On a recent NestJS PR, Copilot raised an empty-string validation concern on a DTO: "" passing @IsString() and hitting a WHERE IS NOT NULL partial unique index. The skill auto-skipped the thread because a later commit had reformatted the DTO and GitHub marked the thread outdated. The reformat didn’t fix the underlying concern — it just moved the lines. When I looked at the thread manually, the problem was still real, and a Round 2 pass promoted it to a VALID IMPROVEMENT fix.

Why it happens. isOutdated is a heuristic about anchoring, not about correctness. It fires whenever the line numbers shift, for any reason — autoformatter runs, neighboring edits, stacked-PR rebases. None of these events say anything about whether the original concern is resolved.

Detection signal. Any skipped isOutdated thread on a PR that ships with a real bug in the same area. Harder to detect in advance — requires a habit of sampling skipped threads, not just trusting the skip.

Prevention.

  • Treat isOutdated as a heuristic, not a correctness signal.
  • If the skill auto-skips these threads, it should still log them as OUTDATED in the round’s Comment Registry so they remain discoverable during a second pass.
  • Give the user a manual override to reconsider any outdated thread.

Operationally, isOutdated is correlated with cross-PR line shifts (stacked PRs where one commit’s reformat triggers the flag on another PR’s thread) and with autoformatter runs. Treat these events as “line moved”, not “concern resolved”.

Pattern 7 — Cross-Round Twin Detection (Strength)

One-line definition: The reviewer applies a fix from an earlier round as a template and catches the same shape in a sibling file or class on the next round.

The first six patterns are all things you want to suppress. Pattern 7 is the opposite — a behavior worth deliberately amplifying, because it converts one fix into a structural cleanup across a codebase.

Pattern 7 emerged on PR #858 (April 28). Across four rounds, the bot kept applying earlier fixes as templates:

  • R3-1: bot flagged a per-ref publishContactUpserted loop on SyncAttendeeContactListener. Fix: bulk emit.
  • R4-1: bot flagged a per-ref publishContactUpserted loop on AttendeeContactListener — different class, different @OnEvent topic, but the same shape. Fixed identically.
  • F-T-4 (proactive): bot flagged missing addBulkWithSentry on BlockSearchListener. Fix landed.
  • R2-1: bot flagged the same gap on ContactSearchListener. Same fix applied.

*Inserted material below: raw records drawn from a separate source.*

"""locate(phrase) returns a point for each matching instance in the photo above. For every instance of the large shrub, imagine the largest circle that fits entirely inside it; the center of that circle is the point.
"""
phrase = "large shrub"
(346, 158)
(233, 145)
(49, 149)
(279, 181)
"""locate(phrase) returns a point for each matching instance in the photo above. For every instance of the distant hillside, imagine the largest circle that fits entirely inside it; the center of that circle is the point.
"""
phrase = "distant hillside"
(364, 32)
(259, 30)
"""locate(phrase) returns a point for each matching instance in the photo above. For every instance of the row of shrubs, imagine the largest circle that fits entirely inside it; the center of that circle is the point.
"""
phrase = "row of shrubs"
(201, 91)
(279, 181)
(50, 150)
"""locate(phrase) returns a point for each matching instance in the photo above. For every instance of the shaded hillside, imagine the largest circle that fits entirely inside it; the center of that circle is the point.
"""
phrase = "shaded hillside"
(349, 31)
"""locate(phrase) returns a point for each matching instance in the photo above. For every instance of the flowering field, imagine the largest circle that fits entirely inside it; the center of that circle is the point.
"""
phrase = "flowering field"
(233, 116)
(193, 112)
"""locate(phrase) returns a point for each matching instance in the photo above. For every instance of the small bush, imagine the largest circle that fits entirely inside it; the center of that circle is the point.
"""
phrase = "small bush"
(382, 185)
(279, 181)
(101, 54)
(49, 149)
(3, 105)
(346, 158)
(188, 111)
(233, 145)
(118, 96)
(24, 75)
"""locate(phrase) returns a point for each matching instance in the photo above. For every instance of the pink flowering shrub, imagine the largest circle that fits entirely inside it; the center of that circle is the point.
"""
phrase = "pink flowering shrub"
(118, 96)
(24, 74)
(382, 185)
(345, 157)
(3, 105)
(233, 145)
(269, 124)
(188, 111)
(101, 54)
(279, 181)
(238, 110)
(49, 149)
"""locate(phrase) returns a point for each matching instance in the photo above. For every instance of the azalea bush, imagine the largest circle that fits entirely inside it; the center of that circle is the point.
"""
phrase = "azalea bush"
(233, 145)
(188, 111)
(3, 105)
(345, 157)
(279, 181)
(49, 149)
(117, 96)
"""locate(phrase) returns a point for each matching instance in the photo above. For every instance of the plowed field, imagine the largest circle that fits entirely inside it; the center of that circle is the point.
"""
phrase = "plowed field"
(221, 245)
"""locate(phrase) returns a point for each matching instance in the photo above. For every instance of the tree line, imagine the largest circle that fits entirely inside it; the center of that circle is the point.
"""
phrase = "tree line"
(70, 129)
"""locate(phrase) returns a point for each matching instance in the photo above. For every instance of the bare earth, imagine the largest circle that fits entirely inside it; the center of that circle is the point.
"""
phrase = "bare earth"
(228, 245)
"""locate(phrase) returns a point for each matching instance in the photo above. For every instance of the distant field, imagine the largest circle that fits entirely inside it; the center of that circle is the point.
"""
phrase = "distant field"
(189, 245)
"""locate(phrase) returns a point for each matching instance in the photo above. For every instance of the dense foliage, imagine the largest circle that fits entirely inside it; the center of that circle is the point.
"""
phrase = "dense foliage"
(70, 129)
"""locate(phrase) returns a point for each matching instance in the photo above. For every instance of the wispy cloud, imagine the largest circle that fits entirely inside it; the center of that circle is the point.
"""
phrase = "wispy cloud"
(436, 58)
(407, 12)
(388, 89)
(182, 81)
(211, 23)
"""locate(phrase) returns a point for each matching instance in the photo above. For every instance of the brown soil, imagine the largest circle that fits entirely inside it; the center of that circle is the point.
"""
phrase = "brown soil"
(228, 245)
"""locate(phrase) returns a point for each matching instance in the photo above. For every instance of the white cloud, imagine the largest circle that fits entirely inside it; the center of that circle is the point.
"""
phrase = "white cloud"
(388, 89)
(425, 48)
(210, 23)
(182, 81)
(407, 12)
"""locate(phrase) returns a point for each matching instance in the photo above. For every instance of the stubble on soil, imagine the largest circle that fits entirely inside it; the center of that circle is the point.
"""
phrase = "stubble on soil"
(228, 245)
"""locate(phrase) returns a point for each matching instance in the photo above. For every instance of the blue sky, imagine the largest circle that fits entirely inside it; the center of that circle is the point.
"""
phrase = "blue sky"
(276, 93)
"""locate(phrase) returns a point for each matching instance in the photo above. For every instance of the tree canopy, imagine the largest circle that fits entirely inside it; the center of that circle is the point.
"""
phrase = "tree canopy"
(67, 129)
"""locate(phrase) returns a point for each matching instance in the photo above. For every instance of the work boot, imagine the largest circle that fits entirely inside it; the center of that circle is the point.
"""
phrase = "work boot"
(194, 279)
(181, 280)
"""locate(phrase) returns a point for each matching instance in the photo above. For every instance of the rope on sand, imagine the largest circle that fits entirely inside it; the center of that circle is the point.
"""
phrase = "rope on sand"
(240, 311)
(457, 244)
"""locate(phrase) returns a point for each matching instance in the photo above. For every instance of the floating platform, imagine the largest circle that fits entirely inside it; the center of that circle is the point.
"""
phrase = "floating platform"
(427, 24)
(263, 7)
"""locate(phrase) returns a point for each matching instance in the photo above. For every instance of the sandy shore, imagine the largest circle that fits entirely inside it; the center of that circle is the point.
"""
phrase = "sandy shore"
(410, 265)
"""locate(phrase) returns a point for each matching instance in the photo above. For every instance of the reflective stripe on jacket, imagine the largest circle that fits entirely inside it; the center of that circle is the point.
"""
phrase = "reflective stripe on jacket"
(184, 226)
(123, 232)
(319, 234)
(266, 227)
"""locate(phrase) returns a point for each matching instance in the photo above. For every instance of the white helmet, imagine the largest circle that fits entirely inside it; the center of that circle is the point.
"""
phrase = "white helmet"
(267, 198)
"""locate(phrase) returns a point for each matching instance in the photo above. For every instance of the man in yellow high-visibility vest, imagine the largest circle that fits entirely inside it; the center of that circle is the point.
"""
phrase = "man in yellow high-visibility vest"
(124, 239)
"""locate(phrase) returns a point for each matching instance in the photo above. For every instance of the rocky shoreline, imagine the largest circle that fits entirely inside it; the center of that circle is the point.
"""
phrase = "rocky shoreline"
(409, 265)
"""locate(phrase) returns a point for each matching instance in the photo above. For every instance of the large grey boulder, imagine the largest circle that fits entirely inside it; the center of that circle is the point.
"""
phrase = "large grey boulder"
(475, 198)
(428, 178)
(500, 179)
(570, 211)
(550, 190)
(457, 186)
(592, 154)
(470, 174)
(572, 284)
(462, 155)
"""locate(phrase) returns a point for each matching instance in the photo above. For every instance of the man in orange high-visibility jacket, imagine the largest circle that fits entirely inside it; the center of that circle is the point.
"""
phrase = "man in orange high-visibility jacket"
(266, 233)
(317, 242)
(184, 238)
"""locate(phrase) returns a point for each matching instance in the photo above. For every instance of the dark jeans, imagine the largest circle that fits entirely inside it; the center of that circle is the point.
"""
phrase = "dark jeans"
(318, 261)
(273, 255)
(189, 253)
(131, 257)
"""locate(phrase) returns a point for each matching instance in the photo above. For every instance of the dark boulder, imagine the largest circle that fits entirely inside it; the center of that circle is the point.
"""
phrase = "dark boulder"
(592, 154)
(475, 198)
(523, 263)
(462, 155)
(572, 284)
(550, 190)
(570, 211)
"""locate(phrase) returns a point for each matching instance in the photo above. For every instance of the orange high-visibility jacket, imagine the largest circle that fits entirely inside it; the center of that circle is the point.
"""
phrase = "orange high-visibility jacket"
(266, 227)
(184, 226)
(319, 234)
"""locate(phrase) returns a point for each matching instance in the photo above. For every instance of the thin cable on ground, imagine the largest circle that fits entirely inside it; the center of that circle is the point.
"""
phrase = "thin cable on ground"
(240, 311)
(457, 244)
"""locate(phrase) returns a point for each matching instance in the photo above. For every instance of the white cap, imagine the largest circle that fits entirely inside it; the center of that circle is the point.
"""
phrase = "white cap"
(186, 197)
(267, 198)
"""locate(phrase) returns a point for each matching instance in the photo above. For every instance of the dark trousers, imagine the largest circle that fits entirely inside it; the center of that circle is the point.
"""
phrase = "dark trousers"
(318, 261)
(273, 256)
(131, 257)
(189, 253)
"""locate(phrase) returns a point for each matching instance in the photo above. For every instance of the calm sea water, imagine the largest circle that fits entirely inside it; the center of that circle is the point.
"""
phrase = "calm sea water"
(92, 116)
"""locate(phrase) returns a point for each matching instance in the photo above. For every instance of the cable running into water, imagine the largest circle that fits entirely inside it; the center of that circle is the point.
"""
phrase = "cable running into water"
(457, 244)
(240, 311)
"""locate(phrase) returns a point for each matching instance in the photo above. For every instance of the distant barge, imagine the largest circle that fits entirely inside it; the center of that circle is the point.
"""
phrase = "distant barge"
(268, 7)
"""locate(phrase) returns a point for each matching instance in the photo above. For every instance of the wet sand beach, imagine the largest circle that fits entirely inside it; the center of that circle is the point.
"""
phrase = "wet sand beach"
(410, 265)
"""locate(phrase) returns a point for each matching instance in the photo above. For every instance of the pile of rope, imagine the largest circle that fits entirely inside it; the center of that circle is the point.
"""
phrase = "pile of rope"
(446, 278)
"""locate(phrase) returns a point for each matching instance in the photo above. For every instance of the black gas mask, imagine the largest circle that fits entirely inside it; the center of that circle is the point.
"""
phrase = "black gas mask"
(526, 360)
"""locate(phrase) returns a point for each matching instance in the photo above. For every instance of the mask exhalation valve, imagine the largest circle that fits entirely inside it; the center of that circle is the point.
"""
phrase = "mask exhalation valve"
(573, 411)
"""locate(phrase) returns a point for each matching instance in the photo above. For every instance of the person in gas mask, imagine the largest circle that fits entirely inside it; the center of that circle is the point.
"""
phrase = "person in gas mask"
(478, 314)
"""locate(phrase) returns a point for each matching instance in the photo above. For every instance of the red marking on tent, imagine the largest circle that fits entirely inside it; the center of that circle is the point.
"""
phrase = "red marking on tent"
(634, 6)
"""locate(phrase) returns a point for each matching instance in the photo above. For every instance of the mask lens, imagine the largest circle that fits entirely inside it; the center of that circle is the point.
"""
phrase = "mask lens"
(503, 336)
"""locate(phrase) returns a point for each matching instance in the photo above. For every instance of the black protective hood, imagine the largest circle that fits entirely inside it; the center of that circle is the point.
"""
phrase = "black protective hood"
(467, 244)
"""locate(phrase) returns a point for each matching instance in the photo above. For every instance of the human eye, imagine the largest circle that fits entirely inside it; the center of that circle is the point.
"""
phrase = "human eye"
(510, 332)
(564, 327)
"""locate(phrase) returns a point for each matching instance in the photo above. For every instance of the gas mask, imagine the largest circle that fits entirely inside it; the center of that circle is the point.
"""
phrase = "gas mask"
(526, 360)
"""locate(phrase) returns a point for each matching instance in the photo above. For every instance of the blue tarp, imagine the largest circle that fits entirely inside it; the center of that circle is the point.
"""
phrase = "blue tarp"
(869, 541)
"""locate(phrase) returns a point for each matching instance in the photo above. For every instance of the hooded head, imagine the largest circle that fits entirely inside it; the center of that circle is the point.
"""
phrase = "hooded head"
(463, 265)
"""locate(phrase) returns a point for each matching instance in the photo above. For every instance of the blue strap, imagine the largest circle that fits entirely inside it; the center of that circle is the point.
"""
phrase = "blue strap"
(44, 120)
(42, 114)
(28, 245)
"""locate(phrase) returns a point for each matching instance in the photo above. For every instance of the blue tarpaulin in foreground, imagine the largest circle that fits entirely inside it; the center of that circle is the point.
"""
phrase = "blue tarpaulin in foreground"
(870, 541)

Why it works. The bot reads the PR’s diff context — prior commits plus summary comments — when it reviews a new round. When a fix lands in commit N, commit N+1’s review prompt includes that fix as input. The bot applies it as a template, looking for the same shape elsewhere in changed files. The PR diff context is acting as semantic memory across rounds.

How to amplify.

  • Use the round summary comment to describe the fix shape, not just the file:line. The bot reads the comment. “Replaced per-ref emit with publishBulkAsync + listener addBulk” is a template; “Fixed N+1 emit in attendee listener” is not.
  • After fixing one site, deliberately leave nearby twin code for the next cascade. Let the bot find it. Triggering @claude review on every commit gives it the surface to scan.
  • Multi-round validation (R1 → R5+) is what surfaces these. Single-round PRs miss the twins entirely. Plan for multiple rounds when the change shape is likely to repeat.

Anti-pattern that suppresses Pattern 7. Marking R4-1-style findings as DUPLICATE of R3-1 by location/file alone. They’re not duplicates — they’re the same shape on a different surface. Dedup rules in /validate-pr-reviews Phase 1.5 should distinguish “exact location match” (real duplicate) from “pattern repeat” (twin detection). Mark as RELATED-NOT-DUP and classify as a new finding.

Pattern 8 — PR Diff Scope Confusion (analyst-side)

One-line definition: The analyst running /validate-pr-reviews misverifies PR scope by using local-base diff instead of origin-base diff.

This pattern is distinct from the rest of the catalog because it’s a failure of the analyst (Claude doing the validation), not the reviewer. It’s worth aggregating because cross-agent skills may have analysts on multiple sides; the failure mode is symmetric.

On 3B PR #45, Claude (analyst) dismissed a reviewer claim that an archive deletion was unrelated to the PR. The dismissal used git diff main..HEAD --name-only, which returned 4 task-starter files only — the archive was filtered out because local main already had it. The reviewer was correct: git log origin/main..HEAD listed the archive commit. A Round 2 reviewer (claude bot) caught the dismissal mistake and forced a retraction.

Why it happens. Local main may diverge from origin/main if commits were made locally but not pushed. GitHub’s PR diff is computed against origin/{base}. When the analyst uses main..HEAD instead of origin/main..HEAD, the local-only commits look like base content, and any PR commit that touches the same files appears narrower than it actually is.

Prevention. ALWAYS use git diff origin/{base}..HEAD --name-only (after git fetch origin) or gh pr view {N} --json files for PR scope verification. Document the lesson in the affected round file with explicit retraction when the mistake surfaces.

Resolution path. Either (a) push local {base} forward to align with the intent (archive belongs on main → push), or (b) acknowledge the commit is in PR scope and update PR description to call it out.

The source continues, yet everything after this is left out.